I pray your TC loves you best.
If he does choose another,
I sincerely hope it’s not your mother.
I’m just a girl, yodeling at the top of my lungs, until someone agrees to give me this latte for free.
Oh that’s cute you think the worst sound is “nails on a chalkboard”… Here, borrow my kids for an hour.
My phone should just know if the passcode is entered incorrectly the first 3 times then it’s definitely me.
I withdraw my argument. I didn’t realise you had a meme to back you up.
“I think we should start touching other people.”
-Blind couple breaking up.
King Tut: I just need a one-time investment from you to get my tomb business going
me: I don’t know, kinda sounds like a pyram–
King Tut: like a what?
me: *sigh* sounds like a multi-level mausoleum
Cops are raiding Justin Bieber’s house looking for eggs. Seriously. Eggs. I can’t make this shit up. This is why other countries hate us.
“I don’t watch tv” ok but then what do you do with it
Sure Xfinity internet service is overpriced and spotty but you can’t put a price on unintentionally being dropped from every Zoom meeting.
Saw an old man dancing in the street, and couldn’t help but wonder if he had finally paid off his student loan.
Officer: do you know why I pulled you over?
Me: pass
Officer: have you been drinking?
Me: pass
Officer: You can’t just keep..
Me: pass
lol – getting pizza slice and the guy in front of me (trying to banter with the cashier) is like “you made mine with extra love right” and the cashier very solemnly and Eastern European accentedly said “it’s made with normal amount pepperoni”
I don’t know if this is just an Italian thing but I have the complete inability to cook for less than 2,116 people at a time.
[Argument at family dinner]
Wife: *Whispers to me* Don’t start taking sides this time.
Me: Why not? *sliding roast potatoes in pocket* They’re too busy yelling to notice.
Me: Hi. I can’t take your call right now but please leave a message.
CW: I’m standing right in front of yo…
Me: BEEEEEEEEEEEEP
Before you criticize my scam how about you give me a chance to lie to you about it
“Sookie!”
-70% of True Blood dialogue
Sweetie if I was fake, I would pretend to be someone awesome and not a lonely weirdo.
[Preparing for a heist]
Boss: Whoa! You brought in new guys? They aint gonna squeal are they?

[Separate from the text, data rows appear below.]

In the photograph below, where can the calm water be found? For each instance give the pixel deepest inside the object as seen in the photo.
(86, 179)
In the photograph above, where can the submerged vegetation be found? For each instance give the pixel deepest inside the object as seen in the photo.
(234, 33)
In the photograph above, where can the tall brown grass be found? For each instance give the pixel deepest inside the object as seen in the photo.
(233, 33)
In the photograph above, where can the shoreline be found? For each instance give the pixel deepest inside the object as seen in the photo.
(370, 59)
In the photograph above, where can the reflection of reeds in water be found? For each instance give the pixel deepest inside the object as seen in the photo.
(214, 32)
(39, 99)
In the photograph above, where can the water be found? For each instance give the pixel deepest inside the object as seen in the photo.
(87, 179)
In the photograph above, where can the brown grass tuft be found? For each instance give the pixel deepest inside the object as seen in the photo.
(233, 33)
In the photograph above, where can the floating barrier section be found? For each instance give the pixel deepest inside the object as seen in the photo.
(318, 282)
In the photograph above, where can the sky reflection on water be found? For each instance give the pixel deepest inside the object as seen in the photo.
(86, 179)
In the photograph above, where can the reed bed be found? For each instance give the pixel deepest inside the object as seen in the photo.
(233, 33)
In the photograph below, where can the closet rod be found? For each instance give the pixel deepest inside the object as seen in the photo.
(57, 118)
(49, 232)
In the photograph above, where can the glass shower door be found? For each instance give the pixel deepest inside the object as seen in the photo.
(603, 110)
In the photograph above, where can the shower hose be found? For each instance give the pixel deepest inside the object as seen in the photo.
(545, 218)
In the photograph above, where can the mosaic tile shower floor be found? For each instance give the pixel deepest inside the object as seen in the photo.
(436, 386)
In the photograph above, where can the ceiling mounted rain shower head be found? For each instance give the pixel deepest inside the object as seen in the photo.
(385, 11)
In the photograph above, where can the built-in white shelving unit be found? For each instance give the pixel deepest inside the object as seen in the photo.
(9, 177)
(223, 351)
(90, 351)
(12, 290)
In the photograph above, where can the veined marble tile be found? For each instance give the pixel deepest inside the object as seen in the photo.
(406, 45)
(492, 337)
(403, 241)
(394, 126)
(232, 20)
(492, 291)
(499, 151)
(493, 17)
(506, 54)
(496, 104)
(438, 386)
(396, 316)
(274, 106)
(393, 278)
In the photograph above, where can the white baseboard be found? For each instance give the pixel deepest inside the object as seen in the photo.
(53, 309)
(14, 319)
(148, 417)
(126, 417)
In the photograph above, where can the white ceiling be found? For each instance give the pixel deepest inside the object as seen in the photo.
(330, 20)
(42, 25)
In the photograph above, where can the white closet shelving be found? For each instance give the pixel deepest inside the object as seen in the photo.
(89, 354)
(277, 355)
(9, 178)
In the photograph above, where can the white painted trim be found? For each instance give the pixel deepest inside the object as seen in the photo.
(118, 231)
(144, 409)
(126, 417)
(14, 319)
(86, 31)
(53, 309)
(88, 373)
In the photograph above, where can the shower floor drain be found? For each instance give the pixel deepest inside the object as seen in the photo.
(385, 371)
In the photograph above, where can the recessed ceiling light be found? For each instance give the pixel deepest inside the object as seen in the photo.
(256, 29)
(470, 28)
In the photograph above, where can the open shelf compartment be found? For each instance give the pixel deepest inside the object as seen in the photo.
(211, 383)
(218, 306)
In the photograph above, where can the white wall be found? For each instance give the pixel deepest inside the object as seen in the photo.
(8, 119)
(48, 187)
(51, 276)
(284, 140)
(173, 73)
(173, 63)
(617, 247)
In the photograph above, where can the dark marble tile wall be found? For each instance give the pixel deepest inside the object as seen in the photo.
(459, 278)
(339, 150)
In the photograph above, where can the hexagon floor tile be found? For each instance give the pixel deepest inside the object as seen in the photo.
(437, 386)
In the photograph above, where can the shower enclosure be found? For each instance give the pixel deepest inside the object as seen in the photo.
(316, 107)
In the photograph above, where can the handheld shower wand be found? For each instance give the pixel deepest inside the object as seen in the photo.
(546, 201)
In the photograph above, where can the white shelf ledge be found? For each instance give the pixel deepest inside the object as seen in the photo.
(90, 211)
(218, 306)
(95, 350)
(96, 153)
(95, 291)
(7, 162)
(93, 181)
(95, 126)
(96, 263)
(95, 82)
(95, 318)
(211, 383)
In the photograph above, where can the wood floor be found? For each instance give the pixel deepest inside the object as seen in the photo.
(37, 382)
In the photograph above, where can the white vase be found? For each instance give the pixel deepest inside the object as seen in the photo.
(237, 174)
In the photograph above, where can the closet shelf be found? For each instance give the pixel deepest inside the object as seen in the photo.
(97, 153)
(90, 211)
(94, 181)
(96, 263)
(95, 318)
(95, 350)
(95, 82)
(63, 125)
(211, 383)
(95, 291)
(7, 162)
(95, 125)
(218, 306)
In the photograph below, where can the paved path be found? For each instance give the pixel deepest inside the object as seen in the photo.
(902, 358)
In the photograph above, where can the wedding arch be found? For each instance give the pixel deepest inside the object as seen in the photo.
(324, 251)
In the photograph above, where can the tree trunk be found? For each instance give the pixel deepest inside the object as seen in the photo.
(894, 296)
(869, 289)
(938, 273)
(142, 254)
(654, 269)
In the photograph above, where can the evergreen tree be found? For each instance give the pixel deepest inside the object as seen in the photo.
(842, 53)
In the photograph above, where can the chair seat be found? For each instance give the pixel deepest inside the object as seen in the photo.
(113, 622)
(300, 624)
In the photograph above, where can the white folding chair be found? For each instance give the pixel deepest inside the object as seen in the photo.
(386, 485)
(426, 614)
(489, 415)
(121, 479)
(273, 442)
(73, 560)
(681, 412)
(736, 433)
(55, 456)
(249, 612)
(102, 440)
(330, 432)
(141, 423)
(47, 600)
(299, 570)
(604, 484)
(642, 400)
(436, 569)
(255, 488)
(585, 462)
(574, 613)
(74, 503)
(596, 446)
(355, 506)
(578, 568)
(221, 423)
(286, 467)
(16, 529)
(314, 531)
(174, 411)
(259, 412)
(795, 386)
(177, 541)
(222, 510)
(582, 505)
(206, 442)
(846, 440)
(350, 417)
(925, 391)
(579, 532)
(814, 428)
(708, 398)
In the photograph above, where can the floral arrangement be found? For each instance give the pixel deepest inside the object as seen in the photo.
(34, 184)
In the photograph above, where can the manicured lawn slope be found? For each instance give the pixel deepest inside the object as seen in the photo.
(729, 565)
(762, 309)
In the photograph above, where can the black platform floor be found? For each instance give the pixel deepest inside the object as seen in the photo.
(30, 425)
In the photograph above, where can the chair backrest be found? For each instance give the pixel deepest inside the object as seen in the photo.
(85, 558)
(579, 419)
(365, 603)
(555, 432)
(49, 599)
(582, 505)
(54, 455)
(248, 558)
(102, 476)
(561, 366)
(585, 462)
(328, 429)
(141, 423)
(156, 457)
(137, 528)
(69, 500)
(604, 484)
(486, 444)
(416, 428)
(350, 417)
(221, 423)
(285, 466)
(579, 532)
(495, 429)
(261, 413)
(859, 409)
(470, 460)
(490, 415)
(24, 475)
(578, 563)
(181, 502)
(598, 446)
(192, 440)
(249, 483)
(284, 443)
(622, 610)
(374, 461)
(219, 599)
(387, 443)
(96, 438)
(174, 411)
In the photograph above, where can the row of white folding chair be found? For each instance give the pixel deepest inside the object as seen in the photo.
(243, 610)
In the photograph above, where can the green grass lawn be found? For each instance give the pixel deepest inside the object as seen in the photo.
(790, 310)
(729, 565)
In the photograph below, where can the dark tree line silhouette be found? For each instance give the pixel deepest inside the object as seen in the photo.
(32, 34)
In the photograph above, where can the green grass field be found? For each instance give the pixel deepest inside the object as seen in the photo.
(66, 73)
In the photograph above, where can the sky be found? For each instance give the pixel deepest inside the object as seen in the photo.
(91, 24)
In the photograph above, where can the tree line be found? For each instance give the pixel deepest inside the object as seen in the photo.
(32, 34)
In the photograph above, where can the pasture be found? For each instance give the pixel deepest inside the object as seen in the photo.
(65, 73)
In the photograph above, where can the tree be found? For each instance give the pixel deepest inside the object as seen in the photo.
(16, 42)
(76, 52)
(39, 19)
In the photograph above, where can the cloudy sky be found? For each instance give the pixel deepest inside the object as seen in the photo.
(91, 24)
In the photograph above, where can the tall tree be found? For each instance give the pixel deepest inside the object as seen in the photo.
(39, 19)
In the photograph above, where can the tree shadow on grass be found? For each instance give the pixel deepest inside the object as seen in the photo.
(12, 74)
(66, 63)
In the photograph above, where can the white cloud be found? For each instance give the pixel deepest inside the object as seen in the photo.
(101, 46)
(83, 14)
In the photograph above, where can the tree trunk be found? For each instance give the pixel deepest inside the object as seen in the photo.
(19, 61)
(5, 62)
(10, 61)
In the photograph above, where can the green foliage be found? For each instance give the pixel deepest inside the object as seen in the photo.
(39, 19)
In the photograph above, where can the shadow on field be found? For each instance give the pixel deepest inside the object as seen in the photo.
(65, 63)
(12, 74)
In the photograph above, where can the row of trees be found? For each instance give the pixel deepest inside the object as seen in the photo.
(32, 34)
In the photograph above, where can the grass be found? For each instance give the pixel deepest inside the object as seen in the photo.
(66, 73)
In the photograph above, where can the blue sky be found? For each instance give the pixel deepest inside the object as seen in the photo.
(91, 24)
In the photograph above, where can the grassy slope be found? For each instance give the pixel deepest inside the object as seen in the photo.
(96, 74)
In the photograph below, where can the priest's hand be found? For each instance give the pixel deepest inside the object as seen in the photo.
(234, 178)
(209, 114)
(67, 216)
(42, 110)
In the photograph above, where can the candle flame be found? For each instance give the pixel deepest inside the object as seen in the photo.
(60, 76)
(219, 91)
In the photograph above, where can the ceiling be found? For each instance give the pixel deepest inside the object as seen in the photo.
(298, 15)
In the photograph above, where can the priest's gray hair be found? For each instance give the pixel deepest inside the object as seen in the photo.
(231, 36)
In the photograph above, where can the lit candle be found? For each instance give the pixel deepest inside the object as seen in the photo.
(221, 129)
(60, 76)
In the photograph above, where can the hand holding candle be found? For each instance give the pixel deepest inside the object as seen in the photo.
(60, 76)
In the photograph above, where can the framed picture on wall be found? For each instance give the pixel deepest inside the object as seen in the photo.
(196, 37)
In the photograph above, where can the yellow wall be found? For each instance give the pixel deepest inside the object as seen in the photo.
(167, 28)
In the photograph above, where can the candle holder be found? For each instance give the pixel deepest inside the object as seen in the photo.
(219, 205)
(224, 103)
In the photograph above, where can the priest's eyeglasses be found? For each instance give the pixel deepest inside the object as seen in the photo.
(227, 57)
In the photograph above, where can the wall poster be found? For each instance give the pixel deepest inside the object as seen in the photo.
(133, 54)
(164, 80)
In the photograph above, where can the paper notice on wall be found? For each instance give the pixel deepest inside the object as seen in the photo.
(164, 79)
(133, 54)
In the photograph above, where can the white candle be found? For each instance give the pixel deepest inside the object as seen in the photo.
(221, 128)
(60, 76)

Me *with a gang of doves*: Naw man, they coo
Florist: “Would you like your flowers wrapped?”
Me: “Nope, they’re going right into the shredder before I give them to my sister-in-law.”
According to this grocery list I’ve written on my hand, I’ve invented a new language.
me: [in bed, hears a weird noise] wtf was that?!
dracula: [bursts out of my closet]
me: did you hear that too?!
dracula: yeah wtf was that?!
They’ll find Bigfoot before they find a Smoothie store that’s been open for more than 2 years.